#### NLP with spaCY part 2

#### Chapter 2: Large-scale data analysis with spaCy
+ extract specific information from large volumes of text using spaCy's data structures, and combine statistical and rule-based approaches for text analysis

-------

#### Data Structures
+ `Vocab`: stores data shared across multiple documents; To save memory, spaCy encodes all strings to hash values
+ It's a lookup table that works in both directions. You can look up a string and get its hash, and look up a hash to get its string value.
+ To get the hash for a string, we can look it up in `nlp.vocab.strings`

In [2]:
import spacy

nlp = spacy.blank('en')
doc = nlp("I love coffee")
print("hash value:", nlp.vocab.strings["coffee"])
print("string value:", nlp.vocab.strings[3197928453018144401])

nlp.vocab.strings.add("coffee")
coffee_hash = nlp.vocab.strings["coffee"]
coffee_string = nlp.vocab.strings[coffee_hash]

hash value: 3197928453018144401
string value: coffee


**Lexemes** are context-independent entries in the vocabulary.
+ You can get a lexeme by looking up a string or a hash ID in the vocab.
+ They hold context-independent information about a word, like the text, or whether the word consists of alphabetic characters

In [3]:
doc = nlp("I love coffee")
lexeme = nlp.vocab["coffee"]

# Print the lexical attributes {text, hash, and is it alphabetic value}
print(lexeme.text, lexeme.orth, lexeme.is_alpha)
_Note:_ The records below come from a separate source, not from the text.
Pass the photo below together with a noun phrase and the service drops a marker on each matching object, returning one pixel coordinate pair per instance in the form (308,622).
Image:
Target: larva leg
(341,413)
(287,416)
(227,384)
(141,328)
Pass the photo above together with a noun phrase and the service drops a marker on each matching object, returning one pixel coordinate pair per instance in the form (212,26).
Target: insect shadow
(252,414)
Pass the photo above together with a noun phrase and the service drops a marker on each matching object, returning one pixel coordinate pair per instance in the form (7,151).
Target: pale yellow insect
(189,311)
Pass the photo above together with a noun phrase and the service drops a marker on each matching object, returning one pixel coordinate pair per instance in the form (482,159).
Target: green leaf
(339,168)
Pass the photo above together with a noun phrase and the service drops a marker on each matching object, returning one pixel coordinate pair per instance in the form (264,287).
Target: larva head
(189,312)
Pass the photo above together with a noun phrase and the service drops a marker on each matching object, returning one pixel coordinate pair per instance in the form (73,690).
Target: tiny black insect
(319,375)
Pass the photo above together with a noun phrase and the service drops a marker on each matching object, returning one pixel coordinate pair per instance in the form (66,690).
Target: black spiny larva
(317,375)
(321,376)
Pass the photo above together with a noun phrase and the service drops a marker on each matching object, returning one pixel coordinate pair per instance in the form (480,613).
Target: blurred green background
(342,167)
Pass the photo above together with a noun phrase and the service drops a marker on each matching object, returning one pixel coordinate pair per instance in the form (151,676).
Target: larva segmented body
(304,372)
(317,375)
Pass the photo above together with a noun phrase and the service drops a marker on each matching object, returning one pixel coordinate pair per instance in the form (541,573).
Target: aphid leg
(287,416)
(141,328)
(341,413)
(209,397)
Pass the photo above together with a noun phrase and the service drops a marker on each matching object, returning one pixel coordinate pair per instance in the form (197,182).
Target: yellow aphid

coffee 3197928453018144401 True


---------

#### Strings to Hashes

In [4]:
# Look up the string “cat” in nlp.vocab.strings to get the hash.

nlp = spacy.blank("en")
doc = nlp("I have a cat")

# Look up the hash for the word "cat"
cat_hash = nlp.vocab.strings['cat']
print(cat_hash)

# Look up the cat_hash to get the string
cat_string = nlp.vocab.strings[cat_hash]
print(cat_string)

5439657043933447811
cat


In [5]:
# Look up the string label “PERSON” in nlp.vocab.strings to get the hash.

nlp = spacy.blank("en")
doc = nlp("David Bowie is a PERSON")

# Look up the hash for the string label "PERSON"
person_hash = nlp.vocab.strings['PERSON']
print(person_hash)

# Look up the person_hash to get the string
person_string = nlp.vocab.strings[person_hash]
print(person_string)

380
PERSON


-------

#### Data Structures 2

##### The Doc Object
+ it's created automatically when you process a text with the nlp object

In [6]:
nlp = spacy.blank('en')

from spacy.tokens import Doc
# The words and spaces to create the doc from
words = ["Hello", "world", "!"]
spaces = [True, False, False]

# Create a doc manually
doc = Doc(nlp.vocab, words=words, spaces=spaces)

In [7]:
doc

Hello world!

##### The Span Object 2

+ To create a Span manually, we can also import the class from spacy.tokens. We can then instantiate it with the doc and the span's start and end index

In [8]:
# Import the Doc and Span classes
from spacy.tokens import Doc, Span

# The words and spaces to create the doc from
words = ["Hello", "world", "!"]
spaces = [True, False, False]

# Create a doc manually
doc = Doc(nlp.vocab, words=words, spaces=spaces)

# Create a span manually
span = Span(doc, 0, 2)

# Create a span with a label
span_with_label = Span(doc, 0, 2, label="GREETING")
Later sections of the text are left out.